The good news about coming out of slumber is the beginning of feeling good.  Moving more…mentally, physically.  After being so still for so long.  Shivering in the cold.  And now, as the snow begins to melt and visitors and people speckle the world of the Seminar Haus, the shift for me is sometimes a little daunting.  I feel somewhat like a grumpy bear being woken from sleep.

That being said I see that I continue to grow.  Growth is such a funny thing… it brings one to a space of humility.  For me the humility lies in the fact that many simple things are challenging to me… and being with that and moving through it anyway.  Not stopping.  Taking another step.  And another.

The good news of this emerging spring is the development of strength.  Strength that starts in the physical but I can’t help but think it also extends to the mental, the emotional.  They are all connected.  Since the wake of my host bear from hibernation there has been an injection of energy and a request for more physical tasks to be done around Wettenbostel.  Recently he asked me to help with loading and unloading the lumber that was cut… even the “big” pieces.  And these past few days it has been digging up the garden from last year preparing it to be planted again.

I have to say that I am proud of the work I did these past two days in the garden.  For me, it was no small task.  There were three large patches of garden beds (big by my suburban eyes… not sure what my Canadian host in Germany would agree…) that I dug up and turned over the soil…with a shovel.  Step by step…until hours later … it was complete.  A few people stopped by to say hello while I was working and commented… did Michael (my host) help you out with some of that?
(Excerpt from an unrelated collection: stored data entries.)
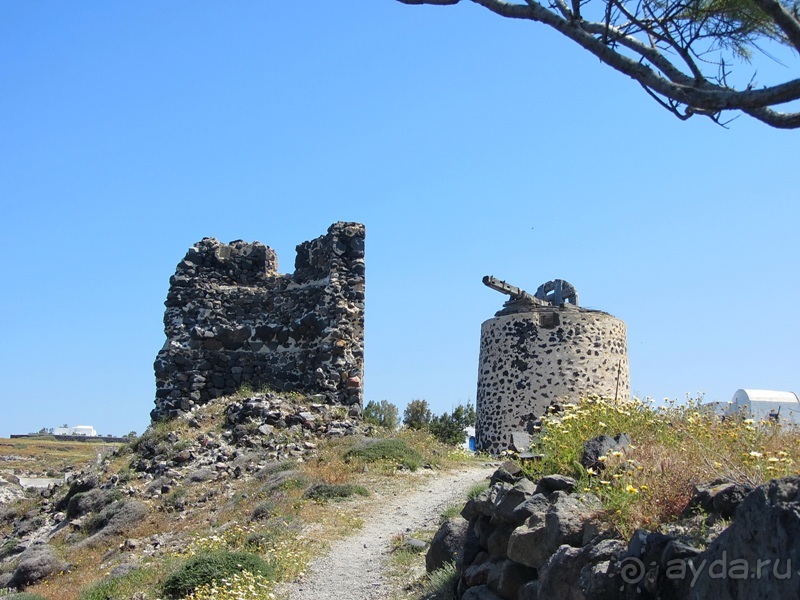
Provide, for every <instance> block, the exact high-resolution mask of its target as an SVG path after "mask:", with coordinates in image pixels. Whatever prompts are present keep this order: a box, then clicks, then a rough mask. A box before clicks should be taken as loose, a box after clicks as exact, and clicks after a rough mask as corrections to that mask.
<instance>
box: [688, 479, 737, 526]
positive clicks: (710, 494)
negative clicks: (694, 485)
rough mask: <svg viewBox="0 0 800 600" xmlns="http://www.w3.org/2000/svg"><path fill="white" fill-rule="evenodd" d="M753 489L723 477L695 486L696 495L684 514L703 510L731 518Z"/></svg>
mask: <svg viewBox="0 0 800 600" xmlns="http://www.w3.org/2000/svg"><path fill="white" fill-rule="evenodd" d="M751 491H753V488H751V487H750V486H747V485H744V484H741V483H735V482H732V481H725V480H723V479H715V480H714V481H712V482H710V483H707V484H701V485H698V486H695V489H694V495H693V496H692V499H691V500H690V501H689V504H688V505H687V506H686V508H685V509H684V511H683V516H686V517H689V516H691V515H692V514H693V513H694V512H695V511H697V510H702V511H703V512H705V513H707V514H710V515H719V516H720V517H722V518H723V519H730V518H732V517H733V515H734V513H735V512H736V508H737V507H738V506H739V504H741V503H742V501H743V500H744V499H745V497H746V496H747V494H749V493H750V492H751Z"/></svg>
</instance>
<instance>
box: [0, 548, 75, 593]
mask: <svg viewBox="0 0 800 600" xmlns="http://www.w3.org/2000/svg"><path fill="white" fill-rule="evenodd" d="M67 567H68V565H67V563H65V562H64V561H63V560H61V559H60V558H59V557H58V554H56V551H55V550H54V549H53V548H52V547H51V546H48V545H47V544H42V543H36V544H33V545H31V546H29V547H28V548H27V549H26V550H25V552H23V553H22V554H21V555H20V558H19V563H18V564H17V568H16V569H14V573H13V574H12V576H11V579H10V580H9V582H8V587H12V588H25V587H27V586H29V585H31V584H33V583H36V582H37V581H41V580H42V579H44V578H46V577H49V576H50V575H53V574H54V573H58V572H60V571H64V570H66V569H67Z"/></svg>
Nope!  I said. I did it all by myself!

Being physical feels good right now and I think it is just what the doctor ordered.  But I am still mindful to be balanced and not push things too hard. I am finding my body is stiff and bristly in unexpected places and often my legs feels locked to the ground like led.  Digging in the dirt helps.

The benefits of my work and growth include simple things… like riding my bicycle down the street to visit my hosts and just feeling so good for that moment in my own skin.  And having that feeling ground and supersede any negative and toxic thought that wanted to brew in my mind.  And sometimes, that is enough.  Noticing these things is the gentle way that I love and nurture myself through my process of growth. The good days, but also the painful days. The awkward moments. Ah. Compassion.

So I am practicing the seeds of compassion with myself as I prepare the garden beds for the fertile grounds of Spring.  Happily receiving the gift of compassion from others here in Wettenbostel during some of the more challenging moments and days.  And… hesitantly… coming out of hibernation.